Só que lavar uma peça de seda exige cuidados especiais. Quiçá gastar com lavanderia. Linho se lava à mão, com sabão neutro. E para passar uma roupa de linho, que dificuldade! É muito tempo para deixá-la minimamente apresentável.
E a Bia levantou a bola de forma cirúrgica: mas ter tempo para passar essas peças, não é uma situação de privilégio?
Claro que é, assim como ter conhecimento para entender onde adquiri-las a preços populares. Mas fica a pergunta, também: precisamos de muitas roupas, então? Ou poucas e boas, que deem pra cuidarmos com mais atenção?

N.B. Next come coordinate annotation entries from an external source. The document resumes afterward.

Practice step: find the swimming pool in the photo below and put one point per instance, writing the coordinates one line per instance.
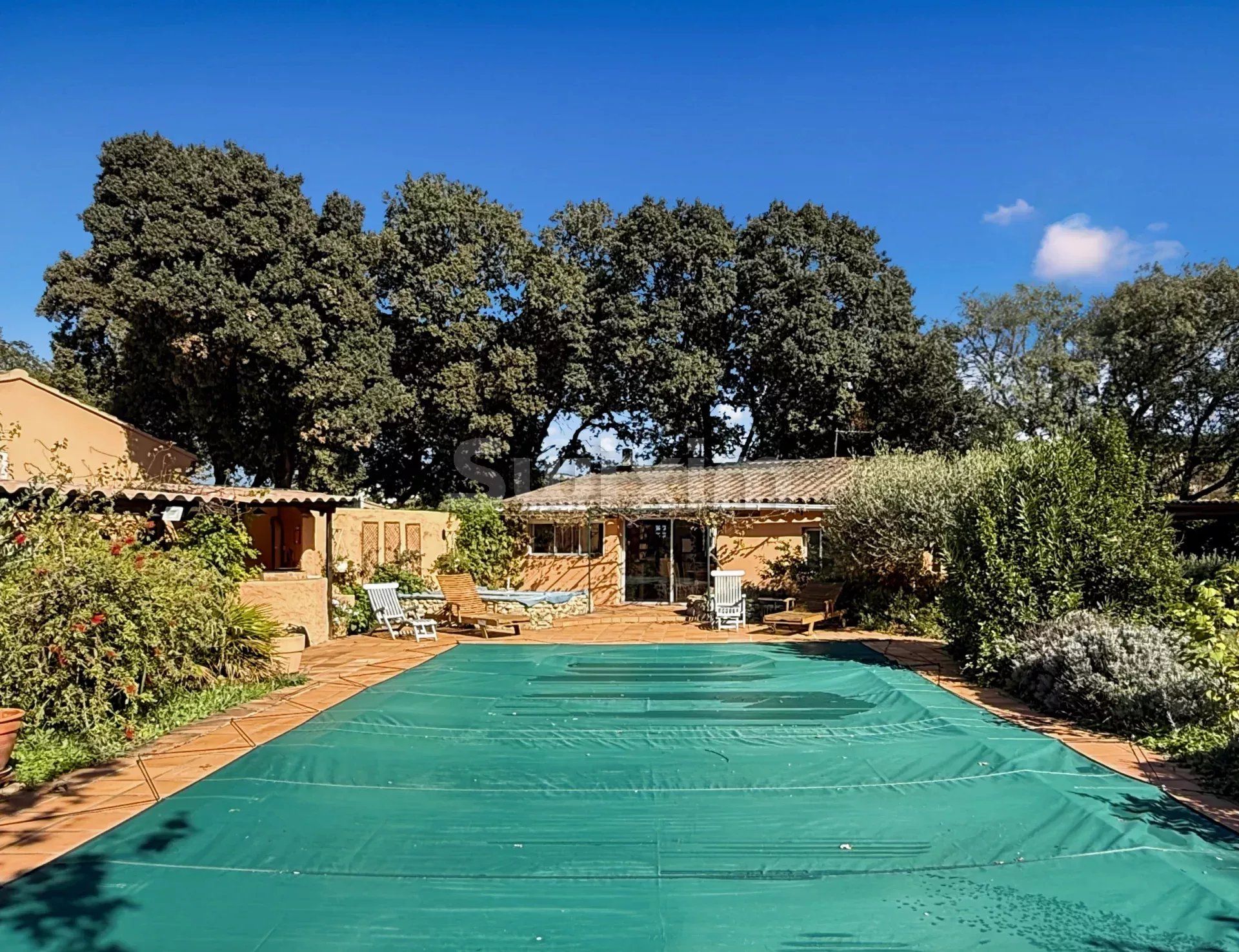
(805, 797)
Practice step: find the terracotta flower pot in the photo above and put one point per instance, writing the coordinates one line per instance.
(288, 653)
(10, 723)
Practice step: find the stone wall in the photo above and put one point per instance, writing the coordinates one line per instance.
(542, 614)
(294, 599)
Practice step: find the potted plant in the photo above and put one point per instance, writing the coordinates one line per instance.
(287, 649)
(10, 723)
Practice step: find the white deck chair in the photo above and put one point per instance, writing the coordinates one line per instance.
(386, 606)
(730, 608)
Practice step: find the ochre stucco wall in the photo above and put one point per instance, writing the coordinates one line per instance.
(94, 442)
(293, 600)
(745, 544)
(567, 573)
(749, 544)
(390, 528)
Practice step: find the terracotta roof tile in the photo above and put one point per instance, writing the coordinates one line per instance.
(186, 493)
(765, 483)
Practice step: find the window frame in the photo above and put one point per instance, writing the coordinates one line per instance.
(805, 549)
(585, 539)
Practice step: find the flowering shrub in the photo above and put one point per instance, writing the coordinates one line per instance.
(1211, 619)
(1124, 676)
(218, 537)
(97, 627)
(1061, 524)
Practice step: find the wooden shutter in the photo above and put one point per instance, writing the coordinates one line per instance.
(370, 546)
(413, 542)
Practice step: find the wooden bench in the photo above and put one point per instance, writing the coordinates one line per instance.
(814, 603)
(466, 607)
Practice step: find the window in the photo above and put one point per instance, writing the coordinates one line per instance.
(547, 539)
(543, 539)
(568, 539)
(811, 542)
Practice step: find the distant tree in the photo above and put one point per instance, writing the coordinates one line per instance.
(558, 327)
(828, 341)
(450, 273)
(217, 308)
(670, 319)
(1022, 353)
(20, 355)
(1170, 348)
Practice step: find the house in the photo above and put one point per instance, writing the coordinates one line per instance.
(300, 535)
(653, 534)
(60, 432)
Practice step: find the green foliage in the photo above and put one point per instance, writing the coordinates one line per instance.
(673, 306)
(449, 275)
(1022, 352)
(44, 753)
(221, 540)
(1170, 348)
(402, 570)
(890, 525)
(97, 628)
(1060, 524)
(211, 283)
(1122, 676)
(1211, 752)
(790, 570)
(486, 545)
(827, 339)
(1204, 568)
(903, 611)
(1209, 615)
(245, 642)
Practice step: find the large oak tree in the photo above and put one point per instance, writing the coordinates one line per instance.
(216, 307)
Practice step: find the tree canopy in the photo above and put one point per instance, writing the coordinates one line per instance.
(454, 348)
(216, 307)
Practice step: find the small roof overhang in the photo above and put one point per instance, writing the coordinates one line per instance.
(181, 494)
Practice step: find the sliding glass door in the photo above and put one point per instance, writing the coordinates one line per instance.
(666, 560)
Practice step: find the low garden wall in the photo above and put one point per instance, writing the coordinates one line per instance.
(294, 599)
(542, 614)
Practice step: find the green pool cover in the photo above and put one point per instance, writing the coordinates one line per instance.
(647, 798)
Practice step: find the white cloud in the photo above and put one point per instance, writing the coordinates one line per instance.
(1073, 248)
(1007, 215)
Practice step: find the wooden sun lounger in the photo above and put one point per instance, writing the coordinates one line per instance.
(466, 607)
(813, 604)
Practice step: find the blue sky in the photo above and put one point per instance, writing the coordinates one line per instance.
(1109, 130)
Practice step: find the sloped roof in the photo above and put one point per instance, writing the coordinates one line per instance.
(186, 493)
(19, 375)
(762, 484)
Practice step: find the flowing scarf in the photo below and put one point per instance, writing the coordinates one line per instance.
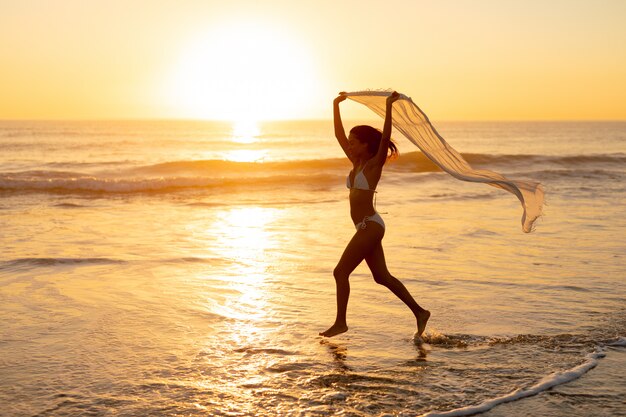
(415, 126)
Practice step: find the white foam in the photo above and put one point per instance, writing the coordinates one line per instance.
(621, 341)
(546, 383)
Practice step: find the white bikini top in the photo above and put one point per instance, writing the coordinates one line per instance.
(360, 182)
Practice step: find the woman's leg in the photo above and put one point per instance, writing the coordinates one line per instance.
(377, 264)
(362, 244)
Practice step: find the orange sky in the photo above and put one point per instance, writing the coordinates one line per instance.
(458, 60)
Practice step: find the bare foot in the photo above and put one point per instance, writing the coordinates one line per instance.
(422, 319)
(334, 330)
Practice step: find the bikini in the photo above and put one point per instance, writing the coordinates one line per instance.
(360, 183)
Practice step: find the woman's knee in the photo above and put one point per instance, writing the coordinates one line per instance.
(340, 274)
(382, 279)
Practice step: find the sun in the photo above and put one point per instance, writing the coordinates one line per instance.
(243, 72)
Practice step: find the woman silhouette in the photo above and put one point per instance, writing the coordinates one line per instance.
(368, 149)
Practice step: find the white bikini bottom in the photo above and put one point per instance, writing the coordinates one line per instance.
(373, 218)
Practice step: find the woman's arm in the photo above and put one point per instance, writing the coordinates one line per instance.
(383, 148)
(340, 133)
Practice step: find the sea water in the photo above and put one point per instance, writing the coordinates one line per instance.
(184, 268)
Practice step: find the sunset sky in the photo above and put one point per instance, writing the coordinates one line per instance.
(458, 60)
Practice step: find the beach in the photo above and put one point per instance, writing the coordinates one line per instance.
(185, 268)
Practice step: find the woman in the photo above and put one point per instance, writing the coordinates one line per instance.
(368, 149)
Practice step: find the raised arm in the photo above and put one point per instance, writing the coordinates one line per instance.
(383, 148)
(340, 133)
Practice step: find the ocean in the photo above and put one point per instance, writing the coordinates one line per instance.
(179, 268)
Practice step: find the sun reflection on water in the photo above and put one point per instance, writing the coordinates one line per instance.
(245, 131)
(245, 239)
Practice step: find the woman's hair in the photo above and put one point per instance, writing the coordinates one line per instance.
(372, 137)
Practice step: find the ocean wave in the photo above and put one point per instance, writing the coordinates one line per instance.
(96, 185)
(28, 263)
(549, 381)
(212, 174)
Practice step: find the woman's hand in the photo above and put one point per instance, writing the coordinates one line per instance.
(341, 97)
(392, 98)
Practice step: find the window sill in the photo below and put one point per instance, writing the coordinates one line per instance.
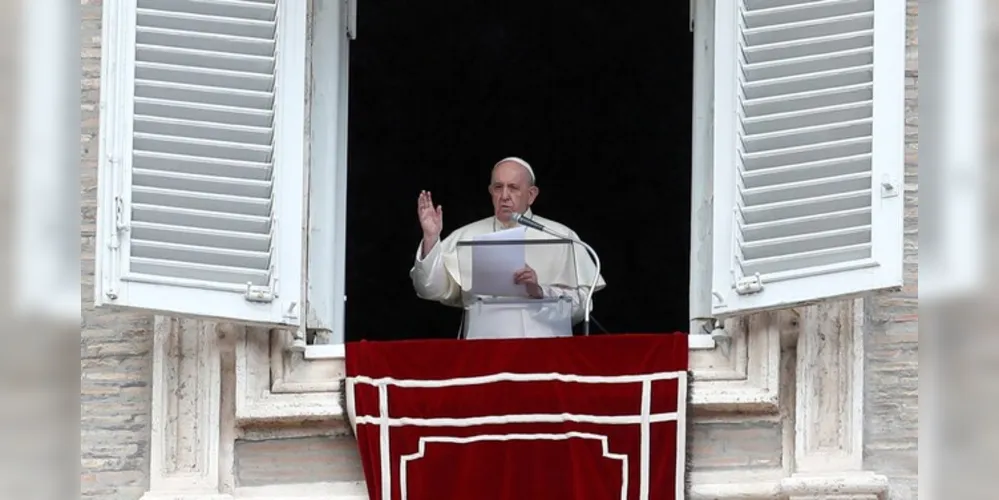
(337, 351)
(324, 351)
(700, 342)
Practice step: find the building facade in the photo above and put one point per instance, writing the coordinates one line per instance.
(809, 402)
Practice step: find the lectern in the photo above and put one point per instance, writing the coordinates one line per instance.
(495, 307)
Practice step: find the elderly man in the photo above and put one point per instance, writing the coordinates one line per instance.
(436, 275)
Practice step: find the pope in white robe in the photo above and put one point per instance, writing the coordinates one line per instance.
(562, 272)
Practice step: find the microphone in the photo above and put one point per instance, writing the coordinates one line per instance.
(533, 224)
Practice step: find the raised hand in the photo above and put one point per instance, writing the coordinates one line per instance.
(431, 220)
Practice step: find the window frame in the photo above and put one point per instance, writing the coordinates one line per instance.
(174, 296)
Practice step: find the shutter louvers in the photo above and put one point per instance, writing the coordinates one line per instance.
(816, 160)
(203, 141)
(210, 148)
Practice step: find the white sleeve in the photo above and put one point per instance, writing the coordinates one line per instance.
(430, 280)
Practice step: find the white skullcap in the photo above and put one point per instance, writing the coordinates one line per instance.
(520, 162)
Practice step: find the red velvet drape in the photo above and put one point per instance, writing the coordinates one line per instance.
(570, 418)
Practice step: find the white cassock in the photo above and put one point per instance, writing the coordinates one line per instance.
(561, 274)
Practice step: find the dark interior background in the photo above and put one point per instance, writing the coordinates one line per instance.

Nem acho, aliás, que devemos ter o armário só de peças de origem natural, até porque é impossível. A tecnologia evoluiu para termos fibras mistas que permitam mobilidade, que entremos mais facilmente em certas roupas, que facilitem mesmo nossos dias. Sem contar que não é todo lugar que se encontra.
Mas acho que vale a reflexão de voltarmos aos tempos das nossas avós, em que uma peça de roupa era feita sob medida, na costureira, levando a sua fazenda de um corte de tecido de qualidade. Que se entendia o processo das roupas – das mais ricas às mais pobres. Que se valorizava esse trabalho. Que cuidar do que vestimos é cuidar da gente. Da mensagem pro mundo. Que é auto amor também.
Ter tempo pra se cuidar é privilégio, sim. Mas acredito em novas mudanças, em outras possibilidades para que mais pessoas tenham consciência disso. O que vocês acham?